欧K|Oct 13, 2025 06:54
In the crypto world over the past few years, 'liquidity' has become a buzzword.
A sluggish market, delayed bull runs, altcoins not rising or even dropping—these are often blamed on a lack of liquidity. So, what exactly is liquidity? Simply put, it refers to the ease and speed with which an asset can be converted into cash. It's like when you make money: some goes into your wallet for immediate use, while some is locked in fixed deposits that need to be withdrawn before use. The former has high liquidity, while the latter has low liquidity.
Liquidity can be broken down into MO, M1, M2, etc., with M2 being a key indicator of economic activity. It reflects the liquidity of the money market and the level of economic activity. Actions like increasing the money supply, the return of investment funds, or the conversion of fiscal deposits can all boost M2 levels, making the money supply more abundant and the economy more dynamic.

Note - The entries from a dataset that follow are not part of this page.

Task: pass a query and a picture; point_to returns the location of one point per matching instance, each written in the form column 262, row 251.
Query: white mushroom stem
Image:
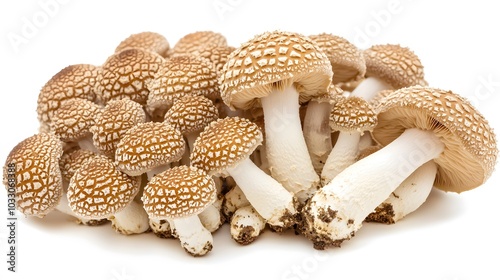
column 337, row 210
column 194, row 238
column 286, row 148
column 246, row 225
column 132, row 219
column 343, row 154
column 317, row 133
column 408, row 197
column 271, row 200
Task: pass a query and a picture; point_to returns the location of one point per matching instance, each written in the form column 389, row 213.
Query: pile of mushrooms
column 285, row 132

The crypto world is closely tied to liquidity. In 2020, the Federal Reserve responded to the pandemic with rapid rate cuts and quantitative easing, triggering a massive bull run in crypto. In 2022, as liquidity decreased and the Fed raised rates, the crypto market entered a bear phase. Now, with the Fed likely to cut rates twice this year, the direction of liquidity remains uncertain. Whether the bear market has truly arrived will be left to the market and time to reveal.